Friday, May 6, 2016

Cost cutting proves costly


My travels took me to Tunbridge Wells last week, where I learnt that the Borough Council is being forced to spend “hundreds of thousands of pounds” (I think the figure is actually £150,000) to extricate themselves from a partnership they had entered into in 2014 with two neighbouring authorities to set up a joint planning service. The new service has been described as “a fiasco”. It was intended to save money, but had cost Tunbridge Wells £70,000 more in its first year of operation than it would have cost them to run their own planning department independently, and these extra costs were set to rise further. The plug was finally pulled on the doomed scheme on 5 November.

Not only did costs rise as a result of merging the planning services of the three authorities, but overall performance also suffered. In 2012-13 TWBC was managing to validate 87% of planning applications within 5 working days. After the merger, it went down to 34%. (The new service had been heralded as “a high performing planning support service that delivers high quality, accurate and timely support to customers”!) One of the fears that may have led to Tunbridge Wells’ decision to break way from the joint arrangement was the possibility that the decline in performance could have led to the council being placed in ‘special measures’ by the government.

As one local councillor pointed out, this serves as a warning to any other local planning authorities thinking of entering into a joint arrangement with their neighbours for the provision of services that have previously been dealt with in-house. Not only have there been all the on-costs of setting up the new service, but in order to bring planning back in-house TWBC will now have to budget for redundancies, extra computer and software costs and legal expenses, as well as compensation to their neighbours Maidstone and Swale for breaking up the joint arrangements.

The decision to pull the plug on the joint service was no sudden whim on the part of TWBC; the writing had been on the wall for some time. The three councils had brought in Mid Kent Audit last summer when rising costs and deteriorating performance were becoming a cause for increasing concern. The auditors’ report identified major failings in the project, one of which was that the new service had been put under a manager with no previous knowledge or experience of planning. A lack of resources being allocated to the project was another factor that had undermined the effectiveness of the service and had led to a spiral of delays, inefficiency and rising costs. Needless to say, staff morale went through the floor.

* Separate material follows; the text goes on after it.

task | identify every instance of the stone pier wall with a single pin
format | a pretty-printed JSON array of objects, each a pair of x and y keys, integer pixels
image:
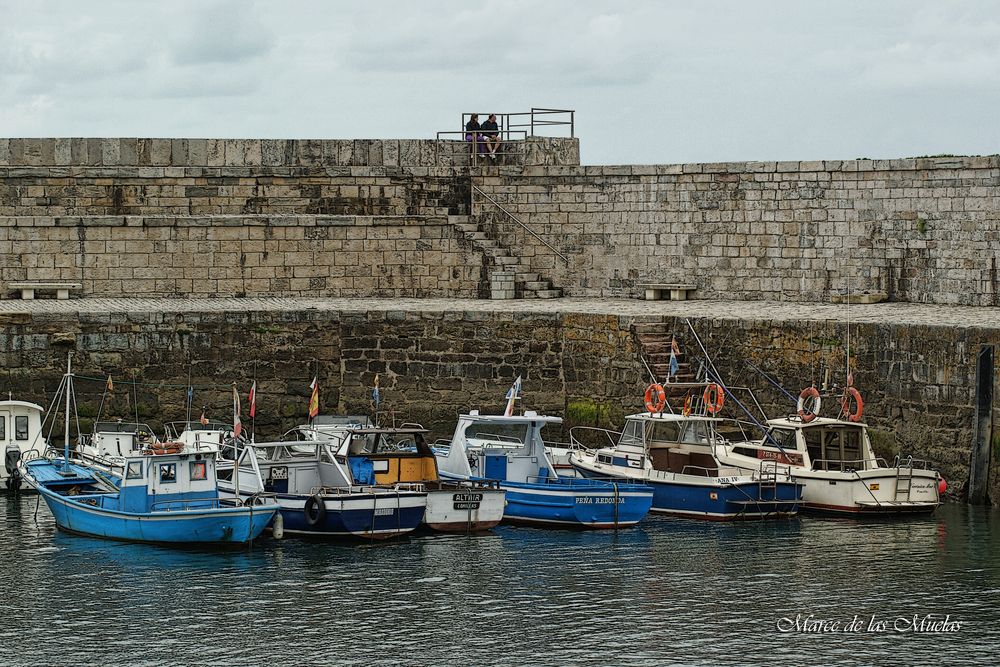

This debacle is all the more embarrassing for Tunbridge Wells and its MP, as the council was conscientiously attempting to set an example to other authorities in doing exactly what the Secretary of State for Communities and Local Government has been urging local authorities to do, by merging services with neighbouring authorities. And who is the MP for Tunbridge Wells? It is Greg Clark who is, erm, the Secretary of State for Communities and Local Government.

No doubt the good citizens of Tunbridge Wells would be justified in describing themselves as “Disgusted”.